The sow is walking upright, she minces on her trotters like a heavy woman in tiny shoes, her flesh shaking and wobbling erotically, her flesh that is naked among us; there is a scarlet necklace of beaded drops round her throat and a thin trickle of blood from her mouth. She is confused by her present condition and shakes her head as she walks. ‘Little love!’ she says to her peasant master. ‘O my treasure!’ she says, pressing close to him, ‘What gives it here?’
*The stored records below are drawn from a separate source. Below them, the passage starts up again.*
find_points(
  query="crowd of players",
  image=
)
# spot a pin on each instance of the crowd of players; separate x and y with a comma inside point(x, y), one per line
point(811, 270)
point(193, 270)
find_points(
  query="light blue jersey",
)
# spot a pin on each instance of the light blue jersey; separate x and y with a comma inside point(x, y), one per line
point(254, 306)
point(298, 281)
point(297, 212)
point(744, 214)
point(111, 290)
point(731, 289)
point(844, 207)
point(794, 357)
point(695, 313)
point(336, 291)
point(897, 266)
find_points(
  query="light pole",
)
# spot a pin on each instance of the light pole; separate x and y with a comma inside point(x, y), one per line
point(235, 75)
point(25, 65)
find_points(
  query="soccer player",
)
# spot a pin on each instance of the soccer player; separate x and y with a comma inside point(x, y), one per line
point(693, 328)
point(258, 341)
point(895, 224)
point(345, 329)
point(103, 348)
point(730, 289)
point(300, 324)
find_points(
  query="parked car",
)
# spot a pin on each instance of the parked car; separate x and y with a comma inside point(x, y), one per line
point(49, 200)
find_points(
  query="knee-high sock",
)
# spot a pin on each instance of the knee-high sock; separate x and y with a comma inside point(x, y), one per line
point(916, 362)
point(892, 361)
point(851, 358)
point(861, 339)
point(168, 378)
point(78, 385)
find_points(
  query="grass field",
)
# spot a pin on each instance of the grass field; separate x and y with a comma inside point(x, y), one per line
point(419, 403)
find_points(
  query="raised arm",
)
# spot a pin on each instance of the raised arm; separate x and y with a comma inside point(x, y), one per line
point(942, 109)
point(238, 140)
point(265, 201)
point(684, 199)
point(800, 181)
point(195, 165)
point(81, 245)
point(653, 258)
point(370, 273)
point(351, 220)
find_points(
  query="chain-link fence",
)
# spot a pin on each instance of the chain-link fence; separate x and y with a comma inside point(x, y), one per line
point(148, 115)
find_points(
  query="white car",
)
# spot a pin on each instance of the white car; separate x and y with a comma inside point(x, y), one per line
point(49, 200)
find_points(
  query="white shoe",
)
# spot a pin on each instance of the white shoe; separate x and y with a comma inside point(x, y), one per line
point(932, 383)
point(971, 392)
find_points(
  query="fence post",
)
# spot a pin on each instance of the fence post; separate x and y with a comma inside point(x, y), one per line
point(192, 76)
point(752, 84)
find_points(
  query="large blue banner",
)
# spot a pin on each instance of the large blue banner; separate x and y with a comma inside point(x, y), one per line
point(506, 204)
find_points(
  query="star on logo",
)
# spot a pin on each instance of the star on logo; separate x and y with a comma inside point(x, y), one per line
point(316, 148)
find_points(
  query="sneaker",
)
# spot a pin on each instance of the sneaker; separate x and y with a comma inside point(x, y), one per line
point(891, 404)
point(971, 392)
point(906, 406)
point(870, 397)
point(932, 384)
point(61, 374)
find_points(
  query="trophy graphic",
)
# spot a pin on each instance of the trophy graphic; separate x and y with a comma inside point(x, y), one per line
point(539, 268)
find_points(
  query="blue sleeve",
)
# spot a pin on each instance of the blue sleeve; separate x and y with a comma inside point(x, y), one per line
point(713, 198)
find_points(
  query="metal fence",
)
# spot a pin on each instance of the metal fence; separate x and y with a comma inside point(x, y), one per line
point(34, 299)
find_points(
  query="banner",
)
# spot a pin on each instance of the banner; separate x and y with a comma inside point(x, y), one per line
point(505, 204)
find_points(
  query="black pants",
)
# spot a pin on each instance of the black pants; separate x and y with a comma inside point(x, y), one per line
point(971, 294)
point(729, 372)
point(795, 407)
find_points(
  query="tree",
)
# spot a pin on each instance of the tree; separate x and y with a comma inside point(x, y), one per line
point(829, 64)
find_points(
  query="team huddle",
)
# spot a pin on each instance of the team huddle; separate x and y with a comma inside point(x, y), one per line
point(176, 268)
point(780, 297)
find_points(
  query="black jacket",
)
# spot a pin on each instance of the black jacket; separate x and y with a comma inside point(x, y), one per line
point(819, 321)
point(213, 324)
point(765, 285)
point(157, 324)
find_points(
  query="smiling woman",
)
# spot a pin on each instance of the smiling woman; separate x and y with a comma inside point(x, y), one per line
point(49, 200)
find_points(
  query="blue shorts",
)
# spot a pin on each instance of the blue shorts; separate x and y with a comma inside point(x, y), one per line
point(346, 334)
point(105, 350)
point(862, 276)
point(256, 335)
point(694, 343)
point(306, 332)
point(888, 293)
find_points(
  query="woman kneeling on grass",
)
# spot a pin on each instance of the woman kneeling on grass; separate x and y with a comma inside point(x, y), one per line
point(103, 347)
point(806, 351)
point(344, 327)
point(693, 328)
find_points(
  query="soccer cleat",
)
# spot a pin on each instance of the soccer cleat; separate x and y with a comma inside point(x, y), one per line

‘He killed you, this one,’ says the peasant. ‘Smell him. Is he a Jew?’

‘I don’t know,’ she says. ‘I don’t think I can tell the difference any more.’ She turns to me. ‘Ay!’ she says, ‘how the life rushed out of me on to your blade, it was like an orgasm. Such a knifeman are you, such a thruster!’

‘Such a sow are you,’ I say. ‘Such a Jew-finder, such a leaver-behind of dead bodies.’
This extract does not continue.